Cystatin C based estimation of chronic kidney disease and amyotrophic lateral sclerosis in the ALS registry Swabia: associated risk and prognostic value
Kidney function as part of metabolic changes could be associated with amyotrophic lateral-sclerosis (ALS). We investigated the associations between estimated chronic kidney disease (CKD), based on the Chronic Kidney Disease Epidemiology Collaboration (CKD-EPI) cystatin C equation, and the risk at onset and prognostic value of CKD for ALS. Between October 2010 and June 2014, 362 ALS cases (59.4% men, mean age 65.7 years) and 681 controls (59.5% men, means age 66.3 years) were included in a population-based case–control study based on the ALS registry Swabia in Southern Germany. All ALS cases were followed-up (median 89.7 months), 317 died. Serum samples were measured for cystatin C to estimate the glomerular filtration rate (eGFR) according to the CKD-EPI equation. Information on covariates were assessed by an interview-based standardized questionnaire. Conditional logistic regression models were applied to calculate odds ratios (OR) for risk of ALS associated with eGFR/CKD stages. Time-to-death associated with renal parameters at baseline was assessed in ALS cases only. ALS cases were characterized by lower body mass index, slightly lower smoking prevalence, more intense occupational work and lower education than controls. Median serum cystatin-C based eGFR concentrations were lower in ALS cases than in controls (54.0 vs. 59.5 mL/min pro 1.73 m 2 ).

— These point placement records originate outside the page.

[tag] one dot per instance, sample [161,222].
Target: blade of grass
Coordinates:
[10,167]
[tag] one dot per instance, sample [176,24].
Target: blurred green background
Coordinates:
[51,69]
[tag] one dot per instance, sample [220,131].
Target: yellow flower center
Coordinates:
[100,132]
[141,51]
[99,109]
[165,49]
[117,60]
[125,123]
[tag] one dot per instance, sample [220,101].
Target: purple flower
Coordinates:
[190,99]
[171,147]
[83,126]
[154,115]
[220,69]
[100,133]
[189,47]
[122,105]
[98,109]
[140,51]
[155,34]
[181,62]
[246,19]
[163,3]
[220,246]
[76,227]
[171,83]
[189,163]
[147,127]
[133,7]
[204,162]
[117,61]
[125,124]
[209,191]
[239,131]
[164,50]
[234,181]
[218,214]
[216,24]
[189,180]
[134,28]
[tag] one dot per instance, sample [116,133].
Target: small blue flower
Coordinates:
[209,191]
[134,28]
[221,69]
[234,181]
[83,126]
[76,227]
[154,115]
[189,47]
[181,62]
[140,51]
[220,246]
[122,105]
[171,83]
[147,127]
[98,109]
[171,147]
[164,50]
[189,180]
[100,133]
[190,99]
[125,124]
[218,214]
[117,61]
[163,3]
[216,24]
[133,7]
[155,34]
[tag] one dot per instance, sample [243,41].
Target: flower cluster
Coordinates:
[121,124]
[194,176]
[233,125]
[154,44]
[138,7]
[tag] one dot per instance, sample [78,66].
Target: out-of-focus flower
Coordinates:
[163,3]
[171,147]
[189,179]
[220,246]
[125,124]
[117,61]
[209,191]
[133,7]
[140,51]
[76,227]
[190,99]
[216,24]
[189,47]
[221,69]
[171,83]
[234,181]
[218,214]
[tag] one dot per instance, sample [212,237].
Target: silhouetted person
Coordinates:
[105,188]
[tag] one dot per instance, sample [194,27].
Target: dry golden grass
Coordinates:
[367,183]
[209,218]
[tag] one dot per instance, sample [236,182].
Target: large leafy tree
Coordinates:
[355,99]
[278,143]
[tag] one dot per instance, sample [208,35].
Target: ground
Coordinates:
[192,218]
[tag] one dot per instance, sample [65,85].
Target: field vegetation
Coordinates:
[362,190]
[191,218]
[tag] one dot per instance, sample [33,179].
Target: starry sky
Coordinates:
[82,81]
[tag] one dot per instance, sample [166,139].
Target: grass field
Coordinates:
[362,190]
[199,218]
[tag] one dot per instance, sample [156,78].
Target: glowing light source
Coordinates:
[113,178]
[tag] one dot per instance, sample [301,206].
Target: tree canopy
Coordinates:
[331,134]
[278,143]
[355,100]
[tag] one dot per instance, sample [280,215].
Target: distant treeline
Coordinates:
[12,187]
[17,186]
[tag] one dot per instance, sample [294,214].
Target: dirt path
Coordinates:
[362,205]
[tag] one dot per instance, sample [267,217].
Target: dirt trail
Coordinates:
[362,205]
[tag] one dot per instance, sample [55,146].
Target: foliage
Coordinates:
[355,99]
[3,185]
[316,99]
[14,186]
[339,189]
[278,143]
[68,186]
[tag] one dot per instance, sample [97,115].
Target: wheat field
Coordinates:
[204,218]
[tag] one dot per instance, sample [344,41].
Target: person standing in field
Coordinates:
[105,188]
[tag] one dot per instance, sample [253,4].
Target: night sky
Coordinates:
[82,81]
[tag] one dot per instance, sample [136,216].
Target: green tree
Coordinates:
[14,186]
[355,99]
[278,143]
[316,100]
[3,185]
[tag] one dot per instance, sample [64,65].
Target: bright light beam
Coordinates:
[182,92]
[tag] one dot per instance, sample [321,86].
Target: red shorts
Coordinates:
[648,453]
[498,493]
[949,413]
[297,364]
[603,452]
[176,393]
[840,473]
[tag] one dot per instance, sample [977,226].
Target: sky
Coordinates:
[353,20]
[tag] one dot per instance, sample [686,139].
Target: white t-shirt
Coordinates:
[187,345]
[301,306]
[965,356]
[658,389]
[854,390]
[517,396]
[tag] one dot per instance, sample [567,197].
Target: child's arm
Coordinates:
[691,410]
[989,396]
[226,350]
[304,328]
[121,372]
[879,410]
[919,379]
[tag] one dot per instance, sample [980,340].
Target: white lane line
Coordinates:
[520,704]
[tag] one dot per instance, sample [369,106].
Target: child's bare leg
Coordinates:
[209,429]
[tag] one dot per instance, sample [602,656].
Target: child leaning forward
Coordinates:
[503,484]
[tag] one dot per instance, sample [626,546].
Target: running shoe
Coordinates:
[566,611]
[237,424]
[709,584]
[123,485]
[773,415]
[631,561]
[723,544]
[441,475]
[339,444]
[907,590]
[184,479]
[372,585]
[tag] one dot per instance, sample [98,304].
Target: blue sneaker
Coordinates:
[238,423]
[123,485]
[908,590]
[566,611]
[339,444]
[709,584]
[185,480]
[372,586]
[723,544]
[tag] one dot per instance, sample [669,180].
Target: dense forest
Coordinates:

The prevalence of CKD stage ≥ 3 was slightly higher in ALS cases than in controls (14.1 vs. 11.0%). In the adjusted models, CKD stage 2 (OR 1.82, 95% CI 1.32, 2.52) and stage 3 (OR 2.34, 95% CI 1.38, 3.96) were associated with increased ALS risk. In this cohort of ALS cases, eGFR and CKD stage ≥ 3 (HR 0.94; 95% CI 0.64, 1.38) were not associated with prognosis. In this case–control study, higher CKD stages were associated with increased ALS risk, while in the prospective cohort of ALS cases, no indication of an association of CysC-based CKD on mortality was seen. In addition, our work strengthens the importance to evaluate renal function using a marker independent of muscle mass in ALS patients.